Emily Murase with family and friends during her re-election campaign.
Emily Murase with family and friends during her re-election campaign.

SAN FRANCISCO — Emily Murase, who was re-elected to the San Francisco Board of Education, was unanimously chosen as the board’s new president on Jan. 13.

Murase said in a Facebook post, “Tonight’s school board meeting was momentous. One of the first orders of business was to elect officers. I am very pleased to be your new school board president!

“Congrats to newly elected Vice President Matt Haney, re-elected Commissioner Hydra Mendoza McDonnell, and newly elected Commissioner Shamann Walton … Thanks to everyone for your support! I will need it especially in the coming year!”

Murase was first elected in 2010, becoming the first Japanese American to serve on the board. In last November’s election, she was the top vote-getter among nine candidates. She ran on an “ABC” agenda — academic achievement, anti-bullying efforts, and college/career readiness. Following is her speech upon being elected president:

“Good evening! I want to thank my colleagues for their support.

“I also want to give a shout-out to my lifelong mentors and teachers. Many of you know that I am a graduate of San Francisco public schools, K-12.

“To the late Don Earlenbaugh, whom we lost last year. He was my phenomenal third-grade teacher at Alamo/Golden Gate who took us to the opera, the Japanese tea ceremony, and staged a production of Gilbert & Sullivan’s ‘HMS Pinafore,’ with a bunch of third-graders!

“And to my high school French teacher at Lowell, Joan-Marie Shelley, who instilled in me a sense of civic duty and leadership.

“And to my high school English teacher, the incomparable Flossie Lewis, who made us fall madly in love with Shakespeare.

“As president, I have some very big shoes to fill. From President Mendoza-McDonnell, to President (Rachel) Norton, to President (Sandra Lee) Fewer, the board has enjoyed a full roster of strong presidents.

“I want to thank President Fewer for her leadership over the past year, much of which was dedicated to the broad strategic planning effort called Vision 2025, launched initially by President Norton, where, in collaboration with our partners, we were asked to ‘reimagine public education in San Francisco for a new generation.’ I encourage everyone to read all about it on our website. Our work in the coming year to implement the Vision will mirror the approach used to develop it: it will be inclusive, interactive, and inspired.

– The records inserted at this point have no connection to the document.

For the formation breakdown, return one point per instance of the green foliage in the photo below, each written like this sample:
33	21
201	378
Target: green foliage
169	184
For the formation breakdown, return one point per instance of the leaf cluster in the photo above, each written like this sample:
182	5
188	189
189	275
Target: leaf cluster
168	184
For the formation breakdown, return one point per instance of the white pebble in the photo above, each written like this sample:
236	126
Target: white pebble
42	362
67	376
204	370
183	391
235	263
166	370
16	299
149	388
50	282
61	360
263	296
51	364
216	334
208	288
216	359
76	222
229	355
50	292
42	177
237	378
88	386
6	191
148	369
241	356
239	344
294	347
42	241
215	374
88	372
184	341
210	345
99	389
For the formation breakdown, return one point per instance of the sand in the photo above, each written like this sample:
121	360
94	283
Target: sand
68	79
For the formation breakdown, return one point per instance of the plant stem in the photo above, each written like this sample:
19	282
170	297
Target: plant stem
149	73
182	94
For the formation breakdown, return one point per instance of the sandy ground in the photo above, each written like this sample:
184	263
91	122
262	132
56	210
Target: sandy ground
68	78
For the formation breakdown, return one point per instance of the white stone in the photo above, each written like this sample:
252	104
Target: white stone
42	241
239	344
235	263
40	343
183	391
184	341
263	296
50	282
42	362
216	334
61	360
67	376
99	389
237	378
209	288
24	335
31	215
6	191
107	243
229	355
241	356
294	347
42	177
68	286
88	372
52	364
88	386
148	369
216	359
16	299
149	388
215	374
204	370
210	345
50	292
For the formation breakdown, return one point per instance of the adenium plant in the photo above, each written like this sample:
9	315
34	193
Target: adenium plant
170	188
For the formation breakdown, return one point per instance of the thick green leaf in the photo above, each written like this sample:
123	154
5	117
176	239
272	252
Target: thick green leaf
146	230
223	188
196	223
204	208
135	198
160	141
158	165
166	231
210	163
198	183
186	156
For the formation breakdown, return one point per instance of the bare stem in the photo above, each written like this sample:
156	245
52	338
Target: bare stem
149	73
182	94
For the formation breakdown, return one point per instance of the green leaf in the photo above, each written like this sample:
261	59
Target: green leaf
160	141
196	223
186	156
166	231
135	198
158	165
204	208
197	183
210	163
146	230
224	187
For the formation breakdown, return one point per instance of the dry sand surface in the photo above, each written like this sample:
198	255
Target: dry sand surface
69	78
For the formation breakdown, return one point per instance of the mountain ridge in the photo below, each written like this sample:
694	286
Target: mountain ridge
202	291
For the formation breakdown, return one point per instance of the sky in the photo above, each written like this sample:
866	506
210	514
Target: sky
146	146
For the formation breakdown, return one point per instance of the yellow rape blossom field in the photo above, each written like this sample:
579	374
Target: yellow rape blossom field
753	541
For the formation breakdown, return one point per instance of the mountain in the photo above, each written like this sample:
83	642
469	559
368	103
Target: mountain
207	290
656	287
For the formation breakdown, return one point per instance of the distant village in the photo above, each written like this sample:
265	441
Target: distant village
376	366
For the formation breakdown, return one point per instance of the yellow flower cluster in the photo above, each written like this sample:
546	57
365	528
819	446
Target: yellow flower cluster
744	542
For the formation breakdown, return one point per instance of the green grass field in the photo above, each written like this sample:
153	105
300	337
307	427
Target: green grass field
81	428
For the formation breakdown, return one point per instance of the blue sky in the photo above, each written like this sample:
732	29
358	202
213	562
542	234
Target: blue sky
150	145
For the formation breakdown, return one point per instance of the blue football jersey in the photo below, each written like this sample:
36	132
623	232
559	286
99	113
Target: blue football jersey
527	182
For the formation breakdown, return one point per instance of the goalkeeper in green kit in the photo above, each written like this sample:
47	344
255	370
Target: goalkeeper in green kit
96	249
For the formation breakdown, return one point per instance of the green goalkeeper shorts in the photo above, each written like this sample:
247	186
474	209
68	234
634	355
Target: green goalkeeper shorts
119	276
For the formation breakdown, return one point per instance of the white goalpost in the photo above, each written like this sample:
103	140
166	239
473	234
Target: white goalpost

“We will look to all of you, families, parents/guardians, teachers, paraprofessionals, nurses, counselors, administrators, central office staff, community, and city partners, and most definitely our students to help shape the education of the future with us.

“And we have the perfect superintendent to lead the charge. I look forward to working closely with Superintendent (Richard) Carranza, Vice President Haney, and my colleagues on the board to guide the progress this year towards Vision 2025.

“Thank you, again, for making this all possible. And I will be looking to you for continued support. Now the REALLY hard work begins!”

Murase, Mendoza-McDonnell and Walton were sworn into office on Jan. 6 at the Tenderloin Community School. Oaths were administered by San Francisco Mayor Edwin Lee, San Francisco Superior Court Judge Gail Dekreon, and State Sen. Isadore Hall III.

Murase also serves as executive director of the San Francisco Department on the Status of Women. In partnership with community-based service providers and law enforcement agencies, she has worked toward the elimination of domestic violence homicides in San Francisco.

On Jan. 12, Murase was among local leaders who gathered at City Hall to kick off the commemoration of Human Trafficking Awareness Month. She received the San Francisco Collaborative Against Human Trafficking 2015 Modern Day Abolitionist Award.

“It’s all about awareness,” she said. “There are way too many people who think that this is an issue that only happens in places that are far away, yet that could be not be further from the truth. Human trafficking is an issue in the Sunset. It’s an issue in the Richmond. It’s an issue that impacts us in all of our neighborhoods. The key thing is the gut feeling that residents have. If the massage parlor or if this business strikes as odd, and seems suspicious, we should not be afraid to report our concerns.”

Murase served in the first Clinton White House as director for international economic affairs (1993-1994). A graduate of San Francisco public schools, Murase and husband Neal Taniguchi have two daughters who attended the district’s Japanese Bilingual Bicultural Program (JBBP) at Rosa Parks Elementary School.